On 12/16/2016 03:31 AM, Michael Paquier wrote:
> On Thu, Dec 15, 2016 at 9:48 PM, Heikki Linnakangas <hlinnaka@iki.fi> wrote:
>> The only way to distinguish, is to know about every verifier kind there is,
>> and check whether rolpassword looks valid as anything else than a plaintext
>> password. And we already got tripped by a bug-of-omission on that once. If
>> we add more verifier formats in the future, it's bound to happen again.
>> Let's nip that source of bugs in the bud. Attached is a patch to implement
>> what I have in mind.
>
> OK, I had a look at the patch proposed.
>
> - if (!pg_md5_encrypt(username, username, namelen, encrypted))

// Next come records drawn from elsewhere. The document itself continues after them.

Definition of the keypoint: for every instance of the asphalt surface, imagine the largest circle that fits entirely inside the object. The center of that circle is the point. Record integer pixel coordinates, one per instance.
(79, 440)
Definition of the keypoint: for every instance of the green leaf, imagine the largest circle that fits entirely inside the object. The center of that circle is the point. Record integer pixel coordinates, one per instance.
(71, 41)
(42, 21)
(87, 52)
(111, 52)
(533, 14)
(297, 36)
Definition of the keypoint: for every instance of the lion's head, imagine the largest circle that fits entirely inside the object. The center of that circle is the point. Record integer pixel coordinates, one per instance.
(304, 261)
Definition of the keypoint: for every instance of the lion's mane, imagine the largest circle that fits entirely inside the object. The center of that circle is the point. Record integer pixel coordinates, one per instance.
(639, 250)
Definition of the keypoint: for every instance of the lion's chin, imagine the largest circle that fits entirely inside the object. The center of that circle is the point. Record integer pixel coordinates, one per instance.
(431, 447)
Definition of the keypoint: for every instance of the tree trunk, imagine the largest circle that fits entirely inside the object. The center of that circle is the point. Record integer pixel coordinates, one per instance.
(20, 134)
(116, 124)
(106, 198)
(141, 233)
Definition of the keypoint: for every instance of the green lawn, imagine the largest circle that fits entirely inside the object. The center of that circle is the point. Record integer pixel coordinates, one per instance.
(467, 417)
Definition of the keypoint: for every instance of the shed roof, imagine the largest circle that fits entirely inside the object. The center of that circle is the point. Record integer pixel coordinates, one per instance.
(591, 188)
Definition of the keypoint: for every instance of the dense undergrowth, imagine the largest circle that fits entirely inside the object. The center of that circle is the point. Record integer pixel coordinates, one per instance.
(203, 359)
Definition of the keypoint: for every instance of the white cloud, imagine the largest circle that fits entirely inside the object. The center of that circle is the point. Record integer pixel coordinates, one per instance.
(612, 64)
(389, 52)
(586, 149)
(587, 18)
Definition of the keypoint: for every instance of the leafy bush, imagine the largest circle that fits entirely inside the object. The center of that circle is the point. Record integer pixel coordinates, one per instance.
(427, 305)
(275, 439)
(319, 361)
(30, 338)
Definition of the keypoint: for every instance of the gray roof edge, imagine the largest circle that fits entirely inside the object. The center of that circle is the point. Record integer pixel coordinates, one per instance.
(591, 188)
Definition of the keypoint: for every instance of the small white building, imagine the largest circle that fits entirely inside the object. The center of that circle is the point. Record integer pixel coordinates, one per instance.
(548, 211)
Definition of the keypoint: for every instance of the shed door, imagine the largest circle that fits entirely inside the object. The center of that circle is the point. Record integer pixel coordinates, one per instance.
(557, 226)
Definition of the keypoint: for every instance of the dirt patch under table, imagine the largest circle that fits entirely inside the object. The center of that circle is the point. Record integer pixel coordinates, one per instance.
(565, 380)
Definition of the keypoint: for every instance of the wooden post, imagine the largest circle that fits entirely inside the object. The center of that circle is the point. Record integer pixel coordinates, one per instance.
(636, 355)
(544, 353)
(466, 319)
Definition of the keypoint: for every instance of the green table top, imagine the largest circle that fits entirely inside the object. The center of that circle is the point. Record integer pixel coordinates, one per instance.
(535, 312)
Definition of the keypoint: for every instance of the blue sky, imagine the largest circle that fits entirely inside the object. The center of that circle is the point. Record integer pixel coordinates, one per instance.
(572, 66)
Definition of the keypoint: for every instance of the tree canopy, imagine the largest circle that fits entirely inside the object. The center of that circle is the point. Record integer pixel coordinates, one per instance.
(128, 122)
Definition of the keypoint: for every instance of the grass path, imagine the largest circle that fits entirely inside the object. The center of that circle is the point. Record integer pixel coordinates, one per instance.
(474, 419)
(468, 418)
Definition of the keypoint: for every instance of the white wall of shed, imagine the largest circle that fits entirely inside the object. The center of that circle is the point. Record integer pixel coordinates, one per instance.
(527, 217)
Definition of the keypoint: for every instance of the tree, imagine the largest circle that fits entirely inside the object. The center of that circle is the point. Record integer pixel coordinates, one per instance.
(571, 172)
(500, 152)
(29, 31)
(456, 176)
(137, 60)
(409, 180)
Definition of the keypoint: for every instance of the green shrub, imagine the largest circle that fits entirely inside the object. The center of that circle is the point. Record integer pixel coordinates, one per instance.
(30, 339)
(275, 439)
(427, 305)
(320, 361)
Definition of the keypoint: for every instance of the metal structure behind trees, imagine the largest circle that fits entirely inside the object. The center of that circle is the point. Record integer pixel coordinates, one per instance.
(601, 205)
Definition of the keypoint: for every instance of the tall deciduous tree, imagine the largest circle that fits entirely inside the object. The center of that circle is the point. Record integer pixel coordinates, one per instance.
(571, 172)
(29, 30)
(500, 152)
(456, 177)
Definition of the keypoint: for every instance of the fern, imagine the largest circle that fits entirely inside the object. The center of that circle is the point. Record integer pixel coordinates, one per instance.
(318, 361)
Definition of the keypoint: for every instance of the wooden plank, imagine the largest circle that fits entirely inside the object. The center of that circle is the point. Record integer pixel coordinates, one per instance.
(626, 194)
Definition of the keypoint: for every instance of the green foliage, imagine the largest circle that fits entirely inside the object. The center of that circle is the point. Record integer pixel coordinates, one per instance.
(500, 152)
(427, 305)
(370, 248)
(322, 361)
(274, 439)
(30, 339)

> - elog(ERROR, "password encryption failed");
> - if (strcmp(password, encrypted) == 0)
> - ereport(ERROR,
> - (errcode(ERRCODE_INVALID_PARAMETER_VALUE),
> - errmsg("password must not contain user name")));
>
> This patch removes the only possible check for MD5 hashes that it has
> never been done in passwordcheck. It may be fine to remove it, but I would
> think that it is a good source of example regarding what could be done with
> MD5 hashes, though limited. So it seems to me that this check should involve
> as well pg_md5_encrypt on the username and compare if with the MD5 hash
> given by the caller.
Actually, it does still perform that check. There's a new function,
plain_crypt_verify, that passwordcheck uses now. plain_crypt_verify() is
intended to work with any future hash formats we might introduce in the
future (including SCRAM), so that passwordcheck doesn't need to know
about all the hash formats.
> A simple ALTER USER role PASSWORD 'foo' causes a crash:
Ah, fixed.
> + case PASSWORD_TYPE_PLAINTEXT:
> + shadow_pass = &shadow_pass[strlen("plain:")];
> + break;
> It would be a good idea to have a generic routine able to get the plain
> password value. In short I think that we should reduce the amount of
> locations where "plain:" prefix is hardcoded.
There is such a function included in the patch, get_plain_password(char
*shadow_pass), actually. Contrib/passwordcheck uses it. I figured that
in crypt.c itself, it's OK to do the above directly, but
get_plain_password() is intended to be used elsewhere.
Thanks for having a look! Attached is a new version, with that bug fixed.